Andras Jones (Calvin) gave the best show in the house (after the Imp of course). He was charming in a nerdy way while remaining believable. Not only was Linnea Quigley (Spider) hot as torture but she also put out a unique delivery that made her very likeable. Brinke Stevens (Taffy) gave a natural and grounded display. She also lost her top (and bottom) often. I RESPECT THAT! Michelle Bauer (Lisa) was drop dead gorgeous and her sensual performance cranked Arrow Jr. to attention. George “Buck” Flower (Janitor) was hilarious as usual as the dim witted and half deaf Janitor. This mofo always rocks!
T & A
Brinke Stevens (Taffy) and Michelle Bauer (Lisa) revealed all (I mean all) while Robin Rochelle (Babs) and Linnea Quigley (Spider) went the “show off heavy cleavage” way. We also get some girl on girl paddle spankings. GREAT MOVE! The ladies get some shirtless dude and a fine-looking Imp.
DeCoteau’s directing went from kool, to adequate to un-inspired. I’ll give him this; the flick looked great taking into account the minuscule budget he had to toy with. Decent.
We get a mucho tacky 80’s synthesizer-job and some even tackier 80’s pop/rock. Tacky = good.

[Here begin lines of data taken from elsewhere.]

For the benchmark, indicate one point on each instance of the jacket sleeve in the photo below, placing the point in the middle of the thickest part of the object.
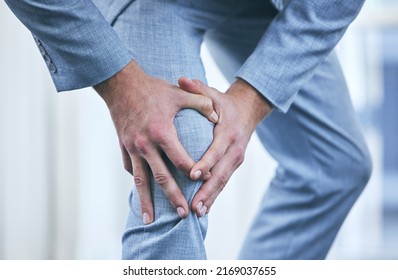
(298, 39)
(78, 45)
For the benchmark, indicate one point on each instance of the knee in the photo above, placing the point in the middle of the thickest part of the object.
(194, 131)
(351, 171)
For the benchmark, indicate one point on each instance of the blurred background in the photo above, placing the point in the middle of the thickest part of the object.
(63, 189)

Sorority Babes in the Slimeball Bowl-O-Rama didn’t fully live up to its “wam-bam” name where it wasn’t as humorous as it should’ve been and definitely not horrific enough. Think a "Long Island Ice Tea" but without the Rum or the Gin. Simultaneously though, this street trash padded its brassiere with a gnarly villain, yummy lesbian undertones, saliva inducing knockers and an adequate amount of absurdity to quench the “bad movie” junkie in me. Leave your partner at home and see it solo with beers, tissues and a jar of Vaseline. That’s what I did and look! I’m a better a-hole for it!
David DeCoteau is now one of the leading horror directors in terms of genre films aimed at the gay niche.
Robin Rochelle is also known as Robin Stille. She commited suicide in 1996.
I recommend you have a "Long Island Ice Tea" while watching this flick to up the fun. Here's a good recipee:
1 part Vodka - 1 part Tequila - 1 part Rum - 1 part Gin
1 part Triple sec - 1 1/2 part Sour mix - 1 splash of Coca-Cola
Mix ingredients together in a glass filled with ice. Pour the whole into shaker and give it ONE good shake. Pour it all back into glass, sprinkle drops of lemon on top and drink up ya bums!